Sikap ketidak berpihaknya pemerintah melalui, TNBK menghadapi penyegelan ini semakin membuka wajah aslinya yang berlawan dengan aspirasi dan kepentingan rakyat. Bahkan yang sengaja disebar-luaskan dalam masyarakat adalah para pelaku penyegelan adalah segelintir orang, akan ada penangkapan, dan berbagai isu lain yang menciptakan keresahan dan perpecahan. TNBK dengan sengaja dan dengan berbagai cara cuci tangan atas berbagai masalah yang ditimbulkannya sejak berdirinya taman nasional di atas tanah ulayat Orang Hovongan. Mereka meletakkan seluruh masalah ini seolah-olah ulah orang Hovongan, dan menghindari akar masalah sesungguhnya yaitu mereka sendiri. TNBK hanya bersurat pada kepala desa meminta difasilitasi membuka kantor tanpa pengakuan dan penghormatan atas tuntutan umum masyarakat yang telah mengemuka maupun belum dengan keberadaan TNBK di sini. Sehingga masyarakat saling menekan satu sama lain dan melupakan bahwa akar masalahnya adalah TNBK. 

Sebenarnya, sebelum TNBK datang orang Hovongan telah mengalami berbagai bentuk penindasan seperti perlakuan yang tidak adil (diskriminasi) dari negara sebagaimana orang Dayak umumnya. Berladang, kerja emas dan berburu sama sekali tanpa bimbingan dan bantuan negara. Berbagai sarana dan prasarana hanya mimpi. Pendidikan jauh tertinggal dengan angka buta huruf dan fasilitas pendidikan yang sangat terbatas, demikian pula kesehatan, listrik, jalan dan jembatan.  Masyarakat berharap besar mendapat perhatian dari negara, dan negara harusnya merasa bersalah karena telah mengabaikan hak rakyat puluhan tahun. Akan tetapi hal tersebut tidak pernah terjadi dan malah membantu kehadiran TNBK yang kembali menambah kesengsaraan dengan dirampasnya hak ulayat secara terselubung. Satu-satunya jalan dalam penyelesaian penyegelan ini adalah TNBK harus mengakui dan menghormati hukum adat dan tanah ulayat milik orang Hovongan. 

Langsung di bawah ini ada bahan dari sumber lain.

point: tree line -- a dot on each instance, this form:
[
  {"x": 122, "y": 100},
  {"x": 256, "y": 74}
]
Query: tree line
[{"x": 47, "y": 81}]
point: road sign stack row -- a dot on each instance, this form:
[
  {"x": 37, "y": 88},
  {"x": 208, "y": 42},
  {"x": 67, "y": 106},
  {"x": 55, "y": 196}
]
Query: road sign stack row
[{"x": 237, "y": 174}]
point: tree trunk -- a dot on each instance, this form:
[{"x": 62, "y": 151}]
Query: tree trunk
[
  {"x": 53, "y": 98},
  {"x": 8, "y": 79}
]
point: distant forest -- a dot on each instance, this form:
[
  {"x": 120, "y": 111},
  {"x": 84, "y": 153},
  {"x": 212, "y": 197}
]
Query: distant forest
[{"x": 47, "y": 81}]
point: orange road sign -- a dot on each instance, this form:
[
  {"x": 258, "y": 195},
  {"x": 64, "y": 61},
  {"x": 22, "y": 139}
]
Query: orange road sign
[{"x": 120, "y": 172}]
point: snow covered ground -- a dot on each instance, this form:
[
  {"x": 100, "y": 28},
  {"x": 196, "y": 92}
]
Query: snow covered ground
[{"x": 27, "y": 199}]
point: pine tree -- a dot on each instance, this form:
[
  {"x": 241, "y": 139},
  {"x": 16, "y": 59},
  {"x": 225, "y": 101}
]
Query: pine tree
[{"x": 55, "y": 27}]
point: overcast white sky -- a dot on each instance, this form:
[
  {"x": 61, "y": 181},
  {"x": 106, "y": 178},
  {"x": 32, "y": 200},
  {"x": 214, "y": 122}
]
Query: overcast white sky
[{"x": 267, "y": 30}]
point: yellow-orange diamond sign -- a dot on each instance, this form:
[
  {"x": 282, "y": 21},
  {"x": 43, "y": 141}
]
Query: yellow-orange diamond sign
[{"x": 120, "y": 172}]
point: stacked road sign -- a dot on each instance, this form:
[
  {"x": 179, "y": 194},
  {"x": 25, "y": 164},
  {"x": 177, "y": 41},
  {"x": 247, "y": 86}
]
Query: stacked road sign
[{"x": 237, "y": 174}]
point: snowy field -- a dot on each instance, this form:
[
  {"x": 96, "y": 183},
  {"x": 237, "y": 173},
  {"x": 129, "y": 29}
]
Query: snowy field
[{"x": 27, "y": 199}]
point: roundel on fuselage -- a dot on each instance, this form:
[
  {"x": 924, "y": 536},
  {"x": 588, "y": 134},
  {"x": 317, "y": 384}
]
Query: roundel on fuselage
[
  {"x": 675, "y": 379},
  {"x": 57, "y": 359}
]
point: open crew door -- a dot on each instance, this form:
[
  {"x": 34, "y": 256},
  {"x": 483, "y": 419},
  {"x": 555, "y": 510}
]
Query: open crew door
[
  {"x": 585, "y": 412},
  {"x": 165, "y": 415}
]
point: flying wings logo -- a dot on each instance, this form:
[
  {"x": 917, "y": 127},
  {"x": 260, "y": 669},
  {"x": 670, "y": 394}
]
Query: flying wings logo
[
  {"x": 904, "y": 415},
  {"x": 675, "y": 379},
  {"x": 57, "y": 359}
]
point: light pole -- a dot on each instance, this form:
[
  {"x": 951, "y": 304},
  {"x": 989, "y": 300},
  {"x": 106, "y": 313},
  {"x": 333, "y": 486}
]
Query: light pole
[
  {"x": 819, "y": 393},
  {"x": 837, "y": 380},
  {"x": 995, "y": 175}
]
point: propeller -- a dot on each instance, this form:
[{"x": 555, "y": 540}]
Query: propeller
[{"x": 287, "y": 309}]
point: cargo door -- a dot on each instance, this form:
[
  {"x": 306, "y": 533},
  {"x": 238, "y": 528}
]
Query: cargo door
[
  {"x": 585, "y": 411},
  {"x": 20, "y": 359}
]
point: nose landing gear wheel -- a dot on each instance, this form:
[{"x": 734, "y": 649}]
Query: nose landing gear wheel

Bukan orang Hovogan yang berada dalam TNBK tetapi TNBK-lah yang berada di atas tanah orang Hovongan. Hukum adat ini tidak boleh dipertentangkan dengan hukum nasional atau dengan kepentingan nasional, karena orang Hovongan adalah juga bagian dari bangsa dan rakyat Indonesia. Kepentingan orang Hovongan adalah kepentingan nasional. Sebab bila bukan kepentingan nasional institusi negara dan TNBK mendorong separatisme.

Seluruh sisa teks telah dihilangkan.